In the depths of February, many people living in wintry northern climes find themselves bummed out and craving the sunny days of summer. Now, researchers at the University of California, San Francisco (UCSF), have identified a gene that may underlie seasonal affective disorder (SAD), an affliction that strikes 10 percent of people who live at extreme northern or southern latitudes. What’s more, the gene may link disrupted sleep patterns—which SAD sufferers commonly experience—to mood shifts that often come with missing out on a solid night’s sleep. The work was published yesterday (February 22) in PNAS.
“This is the first human mutation directly linked to seasonal affective disorder, and the first clear sign of a mechanism that could link sleep to mood disorders,” study coauthor Louis Ptáček, a UCSF neurologist, said in a statement.
Researchers have been searching for molecular links between mood and the circadian clock for years. But Ptáček, UCSF’s Ying-Hu Fu, and a host of colleagues hit pay day when they found two rare variants of thePERIOD3 (PER3) gene in study participants who suffered both SAD and a sleep disruption disorder known as familial advanced sleep phase (FASP). People with FASP commence sleeping very early in the evening and wake up in the wee hours of the morning. “The identification of a mutation in PER3 with such a strong effect on mood is remarkable,” Michael McCarthy, a neurobiologist at the Veterans’ Affairs San Diego Healthcare System and the University of California, San Diego, who was not involved with the study toldScience. “It suggests an important role for the circadian clock in determining mood.”

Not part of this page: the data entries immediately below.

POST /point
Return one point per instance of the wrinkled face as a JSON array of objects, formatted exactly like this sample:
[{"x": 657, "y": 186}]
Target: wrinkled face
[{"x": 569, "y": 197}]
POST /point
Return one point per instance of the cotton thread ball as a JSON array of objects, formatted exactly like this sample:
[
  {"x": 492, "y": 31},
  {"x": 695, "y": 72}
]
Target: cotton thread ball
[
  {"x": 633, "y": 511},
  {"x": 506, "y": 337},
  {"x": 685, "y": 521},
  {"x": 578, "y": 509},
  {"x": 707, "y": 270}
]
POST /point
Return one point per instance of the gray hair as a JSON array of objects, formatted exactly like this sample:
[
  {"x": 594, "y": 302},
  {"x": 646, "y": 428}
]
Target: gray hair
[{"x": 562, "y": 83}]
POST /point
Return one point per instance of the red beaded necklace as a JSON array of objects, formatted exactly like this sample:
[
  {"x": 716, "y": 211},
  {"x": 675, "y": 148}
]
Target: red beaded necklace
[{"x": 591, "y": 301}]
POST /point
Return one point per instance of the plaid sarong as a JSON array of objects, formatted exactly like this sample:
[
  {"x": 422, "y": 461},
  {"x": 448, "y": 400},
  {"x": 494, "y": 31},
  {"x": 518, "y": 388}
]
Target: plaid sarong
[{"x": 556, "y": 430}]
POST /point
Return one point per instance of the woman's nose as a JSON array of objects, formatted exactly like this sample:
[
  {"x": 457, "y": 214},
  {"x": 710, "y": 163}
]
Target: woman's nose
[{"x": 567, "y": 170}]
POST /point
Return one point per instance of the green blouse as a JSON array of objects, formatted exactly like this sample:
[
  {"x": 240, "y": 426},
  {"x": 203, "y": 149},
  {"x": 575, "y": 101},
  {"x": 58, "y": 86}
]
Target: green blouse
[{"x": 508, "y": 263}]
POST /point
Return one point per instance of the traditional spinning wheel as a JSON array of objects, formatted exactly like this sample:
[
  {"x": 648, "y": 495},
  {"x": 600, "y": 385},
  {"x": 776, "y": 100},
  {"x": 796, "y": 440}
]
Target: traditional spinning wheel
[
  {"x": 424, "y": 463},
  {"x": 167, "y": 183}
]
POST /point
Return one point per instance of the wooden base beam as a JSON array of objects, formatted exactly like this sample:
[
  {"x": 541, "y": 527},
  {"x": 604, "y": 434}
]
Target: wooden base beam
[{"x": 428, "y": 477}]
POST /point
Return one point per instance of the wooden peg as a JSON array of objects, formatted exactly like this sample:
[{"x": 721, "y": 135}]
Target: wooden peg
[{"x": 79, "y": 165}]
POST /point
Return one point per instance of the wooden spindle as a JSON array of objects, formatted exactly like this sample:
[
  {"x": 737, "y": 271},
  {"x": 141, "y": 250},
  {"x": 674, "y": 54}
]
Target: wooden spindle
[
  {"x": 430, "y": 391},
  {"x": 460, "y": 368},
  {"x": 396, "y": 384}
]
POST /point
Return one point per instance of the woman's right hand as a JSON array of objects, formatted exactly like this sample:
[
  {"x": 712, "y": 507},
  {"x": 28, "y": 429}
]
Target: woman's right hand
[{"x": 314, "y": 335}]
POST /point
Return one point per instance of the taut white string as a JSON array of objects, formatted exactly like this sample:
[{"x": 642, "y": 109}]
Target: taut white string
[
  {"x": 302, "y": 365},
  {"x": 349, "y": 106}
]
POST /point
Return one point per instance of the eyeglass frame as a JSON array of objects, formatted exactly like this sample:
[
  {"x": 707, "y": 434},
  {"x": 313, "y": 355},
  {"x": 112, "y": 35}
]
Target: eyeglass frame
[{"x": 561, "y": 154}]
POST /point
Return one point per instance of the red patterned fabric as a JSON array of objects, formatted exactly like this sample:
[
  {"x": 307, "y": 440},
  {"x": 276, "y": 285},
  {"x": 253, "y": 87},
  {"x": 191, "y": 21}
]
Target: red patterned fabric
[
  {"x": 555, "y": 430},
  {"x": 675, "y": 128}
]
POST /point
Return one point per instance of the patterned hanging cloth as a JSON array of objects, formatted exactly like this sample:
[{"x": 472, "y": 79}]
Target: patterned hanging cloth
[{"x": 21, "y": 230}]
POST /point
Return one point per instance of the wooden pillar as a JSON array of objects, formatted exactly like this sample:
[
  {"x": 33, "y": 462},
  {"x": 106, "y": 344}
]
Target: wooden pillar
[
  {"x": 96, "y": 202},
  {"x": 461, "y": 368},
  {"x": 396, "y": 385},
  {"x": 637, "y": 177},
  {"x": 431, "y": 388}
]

The scientists also introduced the mutated form of PER3 into mice and then altered lighting conditions to mimic changing seasons. The model mice slept and behaved normally when their days and nights were of equal length, but developed depression-like symptoms as nights became longer than days.
The researchers also mutated the PER3 gene in isolated cells in vitro, finding that those cells produced far less PER3 protein than did control ones.
“It’s an exciting time,” Fu said in a statement. “People have known for decades that light and mood were linked, but this is our first real finger-hold on the problem.”